In any geoscience application which involves observational data, the first step is to come up with an appropriate measurement set-up. For instance, when you want to measure deformations of the Earth’s surface at the level of a few millimeters per year, you need to think of the type and frequency of measurements which give you the required level of accuracy.
After the actual data acquisition comes the processing of the data. For that we need to set-up a functional model (relating the observations to the unknown parameters of interest) and a stochastic model (describing the quality of the observations, hence accounting for the uncertainties). Using the concepts of least squares, best linear unbiased estimation and prediction, parameters are estimated or predicted, and analyzed in terms of precision and significance.
Are we done? No, not yet. Can we really rely on our results? Are we sure that the models we applied are correct? Are we sure that we (or our measurement system) did not make any mistake? Here is where statistical hypothesis testing comes into play. It is applied in order to decide whether the so-called null-hypothesis (our default model) is correct, or an alternative hypothesis about the model and data is to be used.
Let’s finally look at the challenges ahead. Firstly, there is the ever-increasing amount of data (big data!), bringing not only the problem of computational load, but also that of automated extraction of the information of interest with proper quality assessment.
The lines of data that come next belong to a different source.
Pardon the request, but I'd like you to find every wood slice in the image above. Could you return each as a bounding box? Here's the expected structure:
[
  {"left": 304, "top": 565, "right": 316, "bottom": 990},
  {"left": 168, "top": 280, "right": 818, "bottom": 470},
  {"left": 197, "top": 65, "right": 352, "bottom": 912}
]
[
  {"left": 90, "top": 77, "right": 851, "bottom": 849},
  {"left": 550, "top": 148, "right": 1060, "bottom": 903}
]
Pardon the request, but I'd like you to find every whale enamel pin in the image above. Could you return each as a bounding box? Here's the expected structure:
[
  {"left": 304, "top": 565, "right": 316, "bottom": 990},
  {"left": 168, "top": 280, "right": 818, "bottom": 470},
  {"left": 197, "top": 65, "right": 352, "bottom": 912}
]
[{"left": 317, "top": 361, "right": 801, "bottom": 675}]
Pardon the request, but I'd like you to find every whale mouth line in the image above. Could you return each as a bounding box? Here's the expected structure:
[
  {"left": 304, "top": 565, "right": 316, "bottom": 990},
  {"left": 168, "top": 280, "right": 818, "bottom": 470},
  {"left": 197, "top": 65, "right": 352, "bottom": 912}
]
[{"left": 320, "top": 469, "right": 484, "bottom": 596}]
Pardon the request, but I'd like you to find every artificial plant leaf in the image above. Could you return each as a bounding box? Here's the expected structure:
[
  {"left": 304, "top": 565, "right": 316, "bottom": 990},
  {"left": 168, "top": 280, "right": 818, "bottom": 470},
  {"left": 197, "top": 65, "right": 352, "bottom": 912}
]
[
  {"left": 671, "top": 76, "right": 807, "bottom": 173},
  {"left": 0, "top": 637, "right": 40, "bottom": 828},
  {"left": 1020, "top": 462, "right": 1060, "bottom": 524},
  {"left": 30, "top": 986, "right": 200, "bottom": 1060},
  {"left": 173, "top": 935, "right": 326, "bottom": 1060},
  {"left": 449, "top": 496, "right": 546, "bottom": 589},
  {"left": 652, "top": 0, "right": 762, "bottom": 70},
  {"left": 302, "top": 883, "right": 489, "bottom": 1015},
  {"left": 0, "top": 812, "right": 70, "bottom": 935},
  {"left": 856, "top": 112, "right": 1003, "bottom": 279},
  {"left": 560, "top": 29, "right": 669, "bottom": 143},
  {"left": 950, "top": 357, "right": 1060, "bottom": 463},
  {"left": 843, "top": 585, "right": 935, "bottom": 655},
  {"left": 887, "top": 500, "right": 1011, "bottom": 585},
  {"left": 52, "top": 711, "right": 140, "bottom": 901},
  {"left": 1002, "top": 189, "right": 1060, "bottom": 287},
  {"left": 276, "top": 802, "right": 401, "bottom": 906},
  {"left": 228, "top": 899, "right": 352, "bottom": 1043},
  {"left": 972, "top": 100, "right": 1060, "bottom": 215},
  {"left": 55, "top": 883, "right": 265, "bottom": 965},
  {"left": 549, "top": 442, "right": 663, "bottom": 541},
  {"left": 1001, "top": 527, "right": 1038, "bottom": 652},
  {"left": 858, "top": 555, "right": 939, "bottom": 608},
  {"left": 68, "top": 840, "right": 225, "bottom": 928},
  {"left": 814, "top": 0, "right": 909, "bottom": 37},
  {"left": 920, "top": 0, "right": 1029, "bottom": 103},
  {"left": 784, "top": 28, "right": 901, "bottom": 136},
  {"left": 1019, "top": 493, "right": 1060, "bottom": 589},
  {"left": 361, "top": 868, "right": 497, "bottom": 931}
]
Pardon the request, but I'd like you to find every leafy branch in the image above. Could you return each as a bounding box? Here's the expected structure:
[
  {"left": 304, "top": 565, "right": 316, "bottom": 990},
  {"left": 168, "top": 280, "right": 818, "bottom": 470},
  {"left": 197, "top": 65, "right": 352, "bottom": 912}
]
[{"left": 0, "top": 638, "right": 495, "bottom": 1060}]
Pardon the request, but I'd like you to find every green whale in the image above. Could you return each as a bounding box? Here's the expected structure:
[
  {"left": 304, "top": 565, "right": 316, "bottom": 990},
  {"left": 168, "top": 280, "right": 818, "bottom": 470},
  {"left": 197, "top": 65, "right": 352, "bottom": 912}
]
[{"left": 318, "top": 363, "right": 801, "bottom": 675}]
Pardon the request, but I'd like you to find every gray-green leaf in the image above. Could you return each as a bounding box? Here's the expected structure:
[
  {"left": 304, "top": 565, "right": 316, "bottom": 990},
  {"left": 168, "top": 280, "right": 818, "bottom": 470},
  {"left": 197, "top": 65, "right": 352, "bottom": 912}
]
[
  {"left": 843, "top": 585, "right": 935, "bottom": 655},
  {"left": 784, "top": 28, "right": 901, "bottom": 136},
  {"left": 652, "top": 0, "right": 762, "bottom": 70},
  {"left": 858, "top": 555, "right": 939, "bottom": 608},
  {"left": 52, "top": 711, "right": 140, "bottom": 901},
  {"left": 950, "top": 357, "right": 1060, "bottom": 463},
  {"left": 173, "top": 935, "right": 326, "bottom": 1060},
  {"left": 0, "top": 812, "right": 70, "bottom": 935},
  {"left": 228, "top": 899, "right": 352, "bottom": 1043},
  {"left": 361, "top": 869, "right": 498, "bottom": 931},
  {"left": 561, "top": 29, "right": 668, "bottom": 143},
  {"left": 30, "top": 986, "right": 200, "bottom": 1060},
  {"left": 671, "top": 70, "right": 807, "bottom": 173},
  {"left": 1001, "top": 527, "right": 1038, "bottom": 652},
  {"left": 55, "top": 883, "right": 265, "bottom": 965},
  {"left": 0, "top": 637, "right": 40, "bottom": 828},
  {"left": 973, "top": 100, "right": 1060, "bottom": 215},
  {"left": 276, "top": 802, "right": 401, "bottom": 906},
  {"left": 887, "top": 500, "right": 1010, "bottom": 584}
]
This is where machine learning and data mining enter the scene. Another challenge lies in the combination of data from multiple sensors, with different and often complex functional and stochastic models. And then there is the issue of trust, referred to as reliability, or integrity. More and more applications are safety-critical, think of automated driving of vehicles and detecting geo-hazards. This means that we need to be able to guarantee that the parameter estimates are close to the actual, or true values, and not far off by an incidental fault in the measurement system. For that we need to solve a complex testing problem with many alternative models to account for all the potential faults and threats.